Intermitent System Reboot's

Hi all,

Just started holidays (ya!) and Murphy's Law has kicked in already (doh!).

I'm looking after (when at work) two SCO 5.0.5 Systems running on Netfinity 5500 Servers (Model # 8662-3RY). Every once and a while the production server just reboot's itself. There is no mention of a cause in the system/debug/message/error logs and I'm now looking for alternative sources of information that might be a cause.

Does anyone have any ideas / suggestions as to where I might look or have seen an incident similar in your own travels?

Once i heard the story about the cleaner who pulled out the power cord, he needed the outlet for his vacuumcleaner

I've heard that story too. Another is that the cleaner plugged his equipment into a power strip and overloaded it causing a row of servers to go down.

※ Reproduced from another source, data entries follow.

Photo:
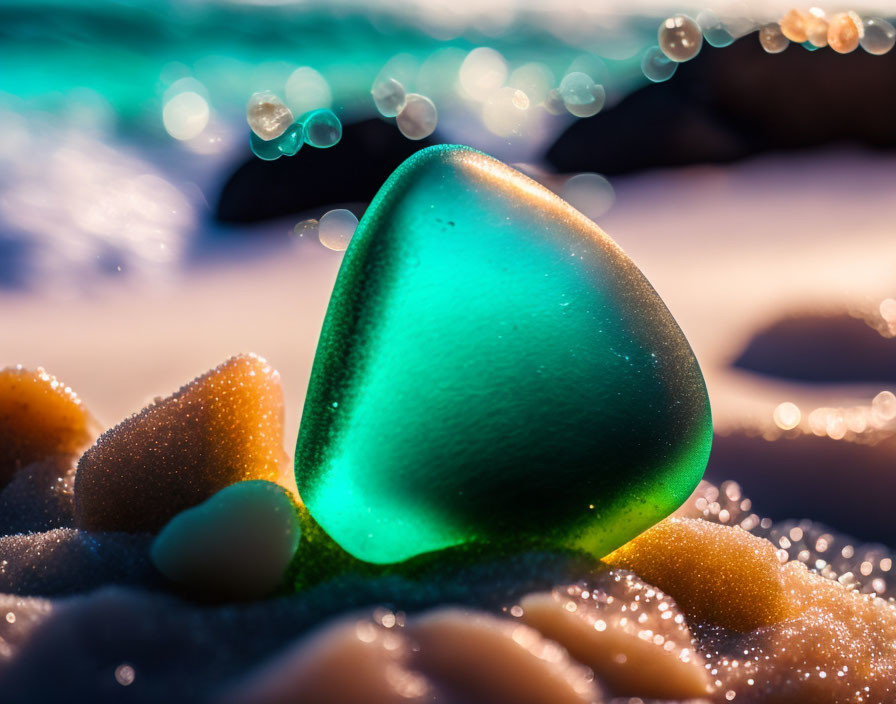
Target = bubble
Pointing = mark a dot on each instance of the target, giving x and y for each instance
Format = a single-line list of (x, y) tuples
[(553, 103), (787, 415), (656, 66), (505, 112), (483, 71), (581, 95), (388, 96), (322, 128), (419, 117), (125, 675), (844, 32), (590, 194), (305, 228), (772, 39), (879, 36), (884, 406), (680, 38), (307, 90), (267, 116), (817, 29), (336, 228), (185, 115), (714, 31), (794, 25)]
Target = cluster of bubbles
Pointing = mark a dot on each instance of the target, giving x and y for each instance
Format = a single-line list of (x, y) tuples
[(843, 32), (276, 133), (415, 114), (855, 423), (681, 37), (335, 229), (505, 99)]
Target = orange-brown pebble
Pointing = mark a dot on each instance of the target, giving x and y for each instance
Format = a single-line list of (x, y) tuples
[(844, 32), (715, 573), (793, 26), (39, 417), (631, 635), (225, 426)]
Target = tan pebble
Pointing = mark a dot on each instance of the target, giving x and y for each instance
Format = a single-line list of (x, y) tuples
[(39, 417), (628, 660), (483, 659), (351, 661), (718, 574), (224, 427), (844, 32)]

As far as the real problem here - not much you can do. If there is nothing in ANY of the error logs, you could always call in hardware support to run test (and yes, I know this is production). Probably your best bet is to take a full backup of the server, buy/steal/borrow the exact type of equipment, build a duplicate and see if the problem shows up on it. If so, software or something running at the same time causes the crash. If not, hardware on the original - but good luck figuring it out until it either sends a message or fails completely (usually memory is a culprit in those situations).

Guys,

Found this in the /var/adm/syslog (must have been looking in on planet Mars the first time). The following is an extract of the syslog that is generated from a script that checks the log every evening at 23:55.

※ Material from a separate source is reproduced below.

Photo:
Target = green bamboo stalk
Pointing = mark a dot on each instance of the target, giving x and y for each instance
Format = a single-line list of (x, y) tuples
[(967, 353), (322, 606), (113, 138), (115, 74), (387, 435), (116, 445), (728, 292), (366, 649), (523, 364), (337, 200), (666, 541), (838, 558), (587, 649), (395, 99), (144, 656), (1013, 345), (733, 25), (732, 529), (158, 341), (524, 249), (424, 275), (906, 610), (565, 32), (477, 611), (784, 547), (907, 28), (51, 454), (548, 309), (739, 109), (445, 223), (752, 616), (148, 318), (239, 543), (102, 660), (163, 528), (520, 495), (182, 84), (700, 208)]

Oct 24 12:37:37 www3 lmail[27608]: Cannot open /usr/spool/mail/nobody: Operation would block
Oct 24 14:46:50 www3 lpd[381]: unknown printer: lf=/var/spool/lp/logs/output_log
Oct 24 14:46:57 www3 ifor_sld: PMDCT: Error accepting server side connection. (PM_THREAD_IPC_TIMEOUT) 
Oct 24 14:46:57 www3 ifor_sld: PMDCT: Error accepting server side connection. (PM_THREAD_IPC_TIMEOUT) 
Oct 24 14:46:57 www3 ifor_pmd: cleanup; terminating
Oct 24 14:46:57 www3 ifor_pmd: cleanup; terminating
Oct 24 14:46:57 www3 sco_cpd: cpd: pmd died
Oct 24 14:46:57 www3 Xsco[406]: Xsco: ERROR- Failed to initialize policy manager. (IFOR_PM_FATAL)
Oct 24 14:46:57 www3 Xsco[406]: Xsco: ERROR- Failed to initialize policy manager. (IFOR_PM_FATAL)
Oct 24 14:46:57 www3 ifor_pmd: terminated with status 100
Oct 24 14:46:57 www3 ifor_pmd: terminated with status 100
Oct 24 14:47:00 www3 ifor_pmd: ^M
         The Licensing Policy Manager Daemon (ifor_pmd) has terminated^M
         and been restarted.  This is a normal occurrence only when a^M
         license is removed with the License Manager utility.  If this is^M
         not the case, your system may have a problem which could lead to^M
         undesirable behavior.  Contact your SCO service provider for^M
         help if you suspect that there is a problem.^M 
Oct 24 16:34:25 www3 ftpd[15956]: #2 open of pid file failed: No such file or directory
Oct 24 16:40:01 www3 ftpd[18453]: #2 open of pid file failed: No such file or directory

What's this Licensing Policy Manager Daemon (ifor_pmd) ??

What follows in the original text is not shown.